Published in April 2010 by St. Martin’s Press.
All rights reserved. This work is protected under copyright laws and reproduction is strictly prohibited. Permission to reproduce the material in any manner or medium must be secured from the Publisher.
Excerpted from The Time Pirate by Ted Bell
All rights reserved by the original copyright owners. Excerpts are provided for display purposes only and may not be reproduced, reprinted or distributed without the written permission of the publisher.
A thrilling sequel to the instant New York Times bestseller Nick of Time , in which the young time traveler Nick McIver must prove his courage once more, on two fronts: in World War Two-era England, where Nazis have invaded his homeland, and in America during the Revolution, where Nick stands shoulder to shoulder with General George Washington It's 1940 and the Nazis are invading Nick's beloved home, the British Channel Islands.
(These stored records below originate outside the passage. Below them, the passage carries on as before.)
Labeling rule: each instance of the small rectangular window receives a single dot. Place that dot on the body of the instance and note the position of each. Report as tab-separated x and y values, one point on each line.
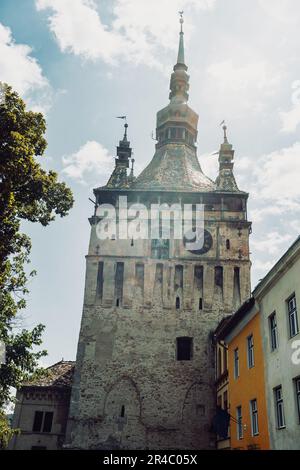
273	331
184	349
219	276
293	316
38	420
239	424
100	280
236	364
250	351
48	421
279	407
160	248
254	417
297	390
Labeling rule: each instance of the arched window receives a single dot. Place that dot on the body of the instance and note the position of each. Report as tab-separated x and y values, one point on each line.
219	362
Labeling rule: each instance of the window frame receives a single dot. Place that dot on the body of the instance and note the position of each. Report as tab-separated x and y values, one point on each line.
191	348
239	423
236	363
292	313
297	395
42	426
279	404
250	351
273	329
254	417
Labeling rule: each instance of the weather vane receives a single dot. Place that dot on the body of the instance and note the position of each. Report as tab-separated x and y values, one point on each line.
181	19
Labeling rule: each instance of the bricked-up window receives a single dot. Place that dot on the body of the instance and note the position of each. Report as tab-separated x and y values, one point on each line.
160	248
254	417
279	407
119	276
219	276
100	280
239	424
219	362
236	364
273	331
38	421
48	422
297	390
250	351
42	421
184	348
225	358
293	317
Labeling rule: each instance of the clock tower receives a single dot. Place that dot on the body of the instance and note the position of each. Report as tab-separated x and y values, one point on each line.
144	376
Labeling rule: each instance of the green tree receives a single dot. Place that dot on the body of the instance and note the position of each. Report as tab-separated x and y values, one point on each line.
27	192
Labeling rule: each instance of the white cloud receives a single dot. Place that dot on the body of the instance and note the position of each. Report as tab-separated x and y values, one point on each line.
283	11
92	159
271	243
291	119
139	31
20	70
239	85
260	214
276	177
So Nick takes to the skies: He has discovered an old World War One fighter plane in an abandoned barn. Determined to learn to fly, he is soon risking life and limb to photograph armed German minelayers and patrol boats, and executing incredibly perilous bombing raids over Nazi airfields by night. Meanwhile, the evil pirate, Captain Billy Blood, still desperate to acquire Nick's time machine, returns to Greybeard Island. He kidnaps Nick's sister, Kate, and transports her back to Port Royal, Jamaica, in the year 1781, leaving Nick a message that if he wants to see her alive again, he must come to Jamaica and make an even swap: Kate's life in exchange for Nick's wondrous time machine--that's Blood's bargain. Having traveled back in time, Nick discovers a plot that might change the outcome of the American Revolution. Disguised as an eighteenth-century cabin boy, he travels to the Caribbean and confronts his old enemy, who has assembled the world's largest pirate armada. From the battlefields of the New World to the brutal German occupation of English soil in World War Two, Ted Bell's The Time Pirate has Nick McIver fighting once again to defend his country, the outcome of two wars resting on his young shoulders.